Dear Friend,
As I go through the treasured reminiscences of our past, the letters, the cards that we shared, I smile, one of the rarest things I do these days...! Yes, you still make me smile! Like you did back then, when life seemed to be more colourful and vibrant...
As facebook notifies me a 6 year old memory with you, I come across all the crazy things that we did together.. the way we managed to find a few moments away from the rat race and relax in the endless vastness of life.. the way we tried to hide the traces of our craziness from the seemingly normal world... wasn't that fun?
Do you remember us having vowed to be with each other through every thick and thin..? I don't.. We apparently never did. But we did vow to stay in touch on moving apart.. didn't we?
As I browse the pages of old letter that you had left for me, a sudden sense of loss strikes me from within. Yes, somewhere between keeping pace with changing things and failing to maintain contact with you, I lost you... Somewhere between being a functional adult and holding my crazy urges back, I lost you.. Somewhere between sparkly beach sand and my sparkling career goals, I lost you.. Somewhere around the end of teenage and beginning of adulthood, I lost you...

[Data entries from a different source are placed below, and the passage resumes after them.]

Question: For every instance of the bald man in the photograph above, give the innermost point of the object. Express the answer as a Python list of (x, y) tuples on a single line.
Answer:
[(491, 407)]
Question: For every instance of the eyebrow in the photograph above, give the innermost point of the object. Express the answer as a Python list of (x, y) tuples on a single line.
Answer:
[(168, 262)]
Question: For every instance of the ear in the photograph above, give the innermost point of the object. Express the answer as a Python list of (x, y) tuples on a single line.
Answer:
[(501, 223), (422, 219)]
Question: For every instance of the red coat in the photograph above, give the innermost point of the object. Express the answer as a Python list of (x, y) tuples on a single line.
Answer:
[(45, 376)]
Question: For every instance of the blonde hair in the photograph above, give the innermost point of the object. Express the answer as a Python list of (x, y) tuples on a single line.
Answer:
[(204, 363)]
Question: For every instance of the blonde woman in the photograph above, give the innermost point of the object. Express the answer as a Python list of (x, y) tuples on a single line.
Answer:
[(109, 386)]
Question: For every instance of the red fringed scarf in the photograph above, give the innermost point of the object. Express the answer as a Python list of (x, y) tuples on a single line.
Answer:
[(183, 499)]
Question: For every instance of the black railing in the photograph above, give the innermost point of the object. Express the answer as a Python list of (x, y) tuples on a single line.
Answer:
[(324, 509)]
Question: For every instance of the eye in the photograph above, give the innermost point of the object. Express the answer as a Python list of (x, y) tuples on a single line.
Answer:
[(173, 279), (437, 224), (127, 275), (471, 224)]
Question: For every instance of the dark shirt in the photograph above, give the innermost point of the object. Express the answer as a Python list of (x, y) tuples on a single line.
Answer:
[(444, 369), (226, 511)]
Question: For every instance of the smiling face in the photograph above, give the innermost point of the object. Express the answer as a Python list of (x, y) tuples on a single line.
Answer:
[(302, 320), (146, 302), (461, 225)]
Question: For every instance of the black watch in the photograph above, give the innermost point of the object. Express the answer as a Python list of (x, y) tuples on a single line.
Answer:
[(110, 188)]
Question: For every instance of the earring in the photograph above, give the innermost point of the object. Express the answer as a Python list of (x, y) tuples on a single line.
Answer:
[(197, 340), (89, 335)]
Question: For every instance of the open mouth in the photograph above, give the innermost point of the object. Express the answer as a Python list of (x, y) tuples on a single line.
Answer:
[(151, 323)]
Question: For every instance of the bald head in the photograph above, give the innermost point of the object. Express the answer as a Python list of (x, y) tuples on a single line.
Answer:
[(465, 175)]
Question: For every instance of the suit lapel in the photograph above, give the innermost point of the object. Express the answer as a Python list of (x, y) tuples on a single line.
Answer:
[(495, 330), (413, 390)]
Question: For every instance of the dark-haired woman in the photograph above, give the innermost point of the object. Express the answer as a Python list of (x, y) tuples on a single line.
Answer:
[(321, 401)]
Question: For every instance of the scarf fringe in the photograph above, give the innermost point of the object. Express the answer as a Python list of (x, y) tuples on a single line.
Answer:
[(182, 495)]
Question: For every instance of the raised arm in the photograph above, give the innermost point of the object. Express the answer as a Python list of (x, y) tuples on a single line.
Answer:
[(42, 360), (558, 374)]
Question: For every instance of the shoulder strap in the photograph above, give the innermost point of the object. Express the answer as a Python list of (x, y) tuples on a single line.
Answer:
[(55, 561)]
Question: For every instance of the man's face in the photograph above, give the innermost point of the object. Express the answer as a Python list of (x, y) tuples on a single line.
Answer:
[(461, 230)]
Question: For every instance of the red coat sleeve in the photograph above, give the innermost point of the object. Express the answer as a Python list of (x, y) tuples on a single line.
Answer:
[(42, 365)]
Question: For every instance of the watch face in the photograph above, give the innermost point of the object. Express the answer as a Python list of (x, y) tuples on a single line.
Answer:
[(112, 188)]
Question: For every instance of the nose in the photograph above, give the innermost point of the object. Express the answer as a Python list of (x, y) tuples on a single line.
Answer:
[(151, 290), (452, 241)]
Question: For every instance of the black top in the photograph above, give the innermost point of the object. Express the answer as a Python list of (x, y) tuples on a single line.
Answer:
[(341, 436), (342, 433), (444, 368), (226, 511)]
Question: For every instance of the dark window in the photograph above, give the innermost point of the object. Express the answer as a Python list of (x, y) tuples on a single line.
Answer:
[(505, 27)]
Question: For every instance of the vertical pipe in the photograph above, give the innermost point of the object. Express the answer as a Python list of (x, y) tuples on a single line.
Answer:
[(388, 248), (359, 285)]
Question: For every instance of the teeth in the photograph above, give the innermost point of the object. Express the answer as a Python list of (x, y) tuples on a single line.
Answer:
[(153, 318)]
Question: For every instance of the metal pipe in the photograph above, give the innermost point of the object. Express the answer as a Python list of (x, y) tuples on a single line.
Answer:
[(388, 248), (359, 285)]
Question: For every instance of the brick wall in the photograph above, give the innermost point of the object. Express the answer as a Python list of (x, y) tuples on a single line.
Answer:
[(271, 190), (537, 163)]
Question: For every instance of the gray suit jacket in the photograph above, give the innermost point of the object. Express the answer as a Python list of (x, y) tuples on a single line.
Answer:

As I laugh over a silly joke written by you on a goodbye card, I realise that the things now, are not the same between us. The vast ocean that we loved visiting to, once upon a time, is now apparently lying between you and me.. I am on the beach and you,at the horizon! Difficult, almost impossible to chase.
I don't know if the distances killed our friendship or we did, but as I put our treasured memories back to the envelope, I feel something tearing apart, deep inside. As I close my eyes to let the agony pass, I see the bits of our torn friendship lying all over..
I don't know if you still care, but I miss you... a lot!